Monday, July 17, 2017

Very Active Period Continues

News was just breaking nationally yesterday evening: a flash flood produced by storms along the Rim swept away a family late Saturday afternoon. The family was swimming at a spot along the East Verde River near Payson when the flood swept them away, apparently resulting in 10 deaths.

Finger Rock peeking above stratus fractus this morning.

Storms did affect most of the metro area late yesterday, after dark and early am. Lightning and thunder here produced only 0.16", and amounts across the ALERT network were generally light over the City. There were 16 sites with no precip or less than 0.04" - these were across the east-central metro into the Rincons. Four ALERT stations had more than an inch of rain.
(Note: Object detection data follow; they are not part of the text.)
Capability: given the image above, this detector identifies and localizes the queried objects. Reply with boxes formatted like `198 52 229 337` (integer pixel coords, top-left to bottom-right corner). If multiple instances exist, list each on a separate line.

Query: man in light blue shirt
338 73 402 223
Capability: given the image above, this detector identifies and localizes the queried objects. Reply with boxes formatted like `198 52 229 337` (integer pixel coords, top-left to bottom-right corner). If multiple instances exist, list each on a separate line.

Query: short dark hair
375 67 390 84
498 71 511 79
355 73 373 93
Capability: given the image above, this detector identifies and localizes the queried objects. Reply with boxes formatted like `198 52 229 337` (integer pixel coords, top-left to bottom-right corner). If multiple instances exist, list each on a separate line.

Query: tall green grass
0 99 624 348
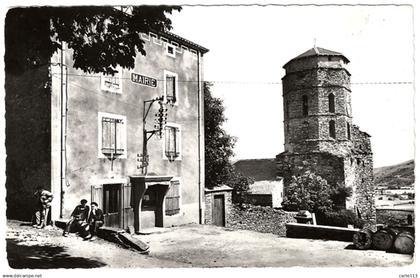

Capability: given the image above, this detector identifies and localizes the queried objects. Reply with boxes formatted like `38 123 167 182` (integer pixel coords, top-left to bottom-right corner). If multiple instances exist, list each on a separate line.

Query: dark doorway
103 184 121 228
212 195 225 227
141 184 168 227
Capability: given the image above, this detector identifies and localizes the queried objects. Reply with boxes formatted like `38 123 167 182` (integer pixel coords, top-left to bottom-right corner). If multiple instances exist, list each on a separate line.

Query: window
347 123 351 140
165 180 181 215
166 43 176 57
163 71 178 104
302 95 308 116
101 66 122 94
98 112 127 158
328 94 335 113
329 120 335 138
164 124 181 161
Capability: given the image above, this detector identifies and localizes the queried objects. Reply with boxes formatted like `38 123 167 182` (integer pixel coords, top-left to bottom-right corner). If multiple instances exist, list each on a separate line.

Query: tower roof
283 46 350 67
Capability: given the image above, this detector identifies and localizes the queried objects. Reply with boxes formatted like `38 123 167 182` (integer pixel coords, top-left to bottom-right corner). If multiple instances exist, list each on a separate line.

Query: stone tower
277 47 375 224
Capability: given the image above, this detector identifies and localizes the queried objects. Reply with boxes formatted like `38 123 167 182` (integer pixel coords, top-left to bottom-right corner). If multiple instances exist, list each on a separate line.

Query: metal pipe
60 42 65 218
60 42 68 218
197 51 203 224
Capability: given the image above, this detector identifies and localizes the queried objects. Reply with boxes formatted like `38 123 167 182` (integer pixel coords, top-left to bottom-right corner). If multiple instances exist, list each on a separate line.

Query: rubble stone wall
226 204 297 236
376 208 415 226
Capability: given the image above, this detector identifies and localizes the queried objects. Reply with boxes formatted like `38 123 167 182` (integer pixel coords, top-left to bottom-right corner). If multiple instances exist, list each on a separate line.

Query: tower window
302 95 308 116
347 123 351 140
328 94 335 113
329 120 335 139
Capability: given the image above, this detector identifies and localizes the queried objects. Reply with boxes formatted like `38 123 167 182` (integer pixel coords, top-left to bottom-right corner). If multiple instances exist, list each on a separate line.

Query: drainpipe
197 51 203 224
60 42 68 218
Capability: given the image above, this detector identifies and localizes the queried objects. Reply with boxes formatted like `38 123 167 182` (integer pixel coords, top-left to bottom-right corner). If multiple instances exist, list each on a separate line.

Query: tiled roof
159 31 209 54
284 46 350 66
233 158 277 181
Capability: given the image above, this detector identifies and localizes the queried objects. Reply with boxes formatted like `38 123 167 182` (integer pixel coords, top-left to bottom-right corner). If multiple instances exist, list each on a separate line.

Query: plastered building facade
6 28 208 231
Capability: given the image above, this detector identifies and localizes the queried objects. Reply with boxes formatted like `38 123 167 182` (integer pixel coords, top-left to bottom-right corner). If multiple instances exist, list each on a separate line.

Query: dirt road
142 225 412 267
6 221 412 269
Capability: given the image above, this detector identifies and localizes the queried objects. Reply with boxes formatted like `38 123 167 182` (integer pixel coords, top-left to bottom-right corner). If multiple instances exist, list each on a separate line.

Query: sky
170 6 414 167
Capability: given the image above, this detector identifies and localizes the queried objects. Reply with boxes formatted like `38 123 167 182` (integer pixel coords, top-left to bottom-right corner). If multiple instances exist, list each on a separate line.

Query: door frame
212 194 226 227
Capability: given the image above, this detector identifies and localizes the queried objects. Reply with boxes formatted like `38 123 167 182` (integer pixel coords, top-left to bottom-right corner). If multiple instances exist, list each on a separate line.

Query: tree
204 82 236 188
204 82 253 201
5 6 181 74
283 171 352 213
283 171 333 213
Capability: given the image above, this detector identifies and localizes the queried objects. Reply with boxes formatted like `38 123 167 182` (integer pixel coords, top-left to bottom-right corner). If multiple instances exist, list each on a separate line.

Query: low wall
244 193 273 207
376 208 414 226
226 204 297 236
286 223 359 242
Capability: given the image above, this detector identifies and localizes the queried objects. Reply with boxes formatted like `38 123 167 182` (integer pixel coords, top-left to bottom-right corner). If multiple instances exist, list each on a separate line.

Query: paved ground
142 225 412 267
7 221 412 268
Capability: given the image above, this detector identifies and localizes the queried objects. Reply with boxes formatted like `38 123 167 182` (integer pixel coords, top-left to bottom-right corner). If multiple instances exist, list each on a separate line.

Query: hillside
373 160 414 188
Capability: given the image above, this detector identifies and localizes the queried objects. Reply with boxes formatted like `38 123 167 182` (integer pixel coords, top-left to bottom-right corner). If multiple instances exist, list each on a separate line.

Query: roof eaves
158 31 209 54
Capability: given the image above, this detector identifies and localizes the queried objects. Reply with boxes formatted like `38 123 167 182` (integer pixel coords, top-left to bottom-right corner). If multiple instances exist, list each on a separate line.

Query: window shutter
165 181 180 215
90 184 103 209
166 76 176 102
102 118 112 153
174 128 181 156
115 120 125 154
165 126 176 156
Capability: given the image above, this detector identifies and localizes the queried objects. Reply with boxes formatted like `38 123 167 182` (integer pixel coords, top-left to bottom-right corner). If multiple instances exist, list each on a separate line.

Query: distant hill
373 160 414 188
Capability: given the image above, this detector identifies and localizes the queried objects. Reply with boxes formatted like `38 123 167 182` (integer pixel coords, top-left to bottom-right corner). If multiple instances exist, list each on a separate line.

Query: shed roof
283 46 350 67
233 158 278 181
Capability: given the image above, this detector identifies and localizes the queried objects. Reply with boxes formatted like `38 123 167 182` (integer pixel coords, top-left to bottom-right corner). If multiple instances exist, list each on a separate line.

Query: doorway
212 194 225 227
103 184 121 228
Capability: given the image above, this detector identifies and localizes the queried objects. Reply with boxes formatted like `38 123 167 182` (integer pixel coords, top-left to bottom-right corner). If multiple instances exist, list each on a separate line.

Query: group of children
63 199 104 240
32 190 104 240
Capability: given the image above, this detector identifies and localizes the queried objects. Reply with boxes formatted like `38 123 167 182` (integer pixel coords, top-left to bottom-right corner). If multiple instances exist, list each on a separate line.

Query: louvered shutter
115 120 125 154
166 76 176 102
91 184 103 209
102 118 112 153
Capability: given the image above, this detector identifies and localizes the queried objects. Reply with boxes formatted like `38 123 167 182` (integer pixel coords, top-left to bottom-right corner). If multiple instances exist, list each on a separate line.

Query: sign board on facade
131 72 157 87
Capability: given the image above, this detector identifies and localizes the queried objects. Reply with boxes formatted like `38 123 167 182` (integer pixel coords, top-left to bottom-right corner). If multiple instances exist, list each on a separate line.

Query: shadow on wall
6 239 106 269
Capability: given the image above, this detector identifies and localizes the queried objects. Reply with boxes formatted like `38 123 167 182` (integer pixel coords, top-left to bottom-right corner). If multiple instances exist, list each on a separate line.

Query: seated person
63 199 89 236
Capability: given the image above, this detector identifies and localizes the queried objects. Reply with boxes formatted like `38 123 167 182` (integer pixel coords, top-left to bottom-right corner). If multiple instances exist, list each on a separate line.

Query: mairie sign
131 72 157 87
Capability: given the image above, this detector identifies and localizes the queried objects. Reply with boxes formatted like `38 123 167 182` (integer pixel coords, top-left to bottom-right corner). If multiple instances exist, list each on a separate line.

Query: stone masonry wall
276 51 376 226
226 204 297 236
350 126 376 225
376 208 415 226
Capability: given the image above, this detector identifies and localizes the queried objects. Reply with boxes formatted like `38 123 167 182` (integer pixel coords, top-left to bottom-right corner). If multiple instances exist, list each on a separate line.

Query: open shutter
102 118 112 153
91 184 103 210
174 128 181 157
115 120 125 154
166 75 176 102
165 126 175 156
The heavy-hitting action was in the Phoenix metro with many severe thunderstorms and the first (I think) signifcant rain of the summer. PHX had 0.41", along with gusts to 62 mph. Detected CG flashes for period ending at 6:00 am MST shown below (from Atmo and Vaisala).

The morning sounding from TWC (plot above) is very moist with little CAPE and weak winds. The visible satellite image below is from 8:00 am MST. A mesoscale convective vortex has really helped spin up a circulation (off to our west-northwest) in the first inverted trough that moved by yesterday. It appears that we have clearing from the east and will get some significant sunshine.

Took a quick look at the 06 UTC WRF-GFS forecasts from Atmo. The model did quite well with the early morning activity and the sounding forecast for 12 UTC was quite good. By mid-afternoon the model forecasts significant storms again in eastern Pima County - composite radar forecast above is valid at 4:00 pm.

Rainfall amounts (below through midnight tonight) are quite large, with forecasts below indicating heavy rains from Santa Cruz County north to eastern Maricopa County. I noted that the forecast TWC sounding for 3:00 pm indicated that easterly steering winds had returned and that mixed-layer CAPE exceeded 2000 J/kg. Quite a forecast recovery. The model did get the 500 mb circulation this morning fairly accurately. So it may be on track again. With the thermodynamics that are in place, there would continue to be a threat for severe, wet microbursts.

Finally, the eastern Pacific continues very active - IR image below is from 14 UTC. Cat 3 Hurricane Fernanda is furthest west; looks like next system to east has already become TS Greg; and the third system near the Mexican coast is also forecast to strengthen.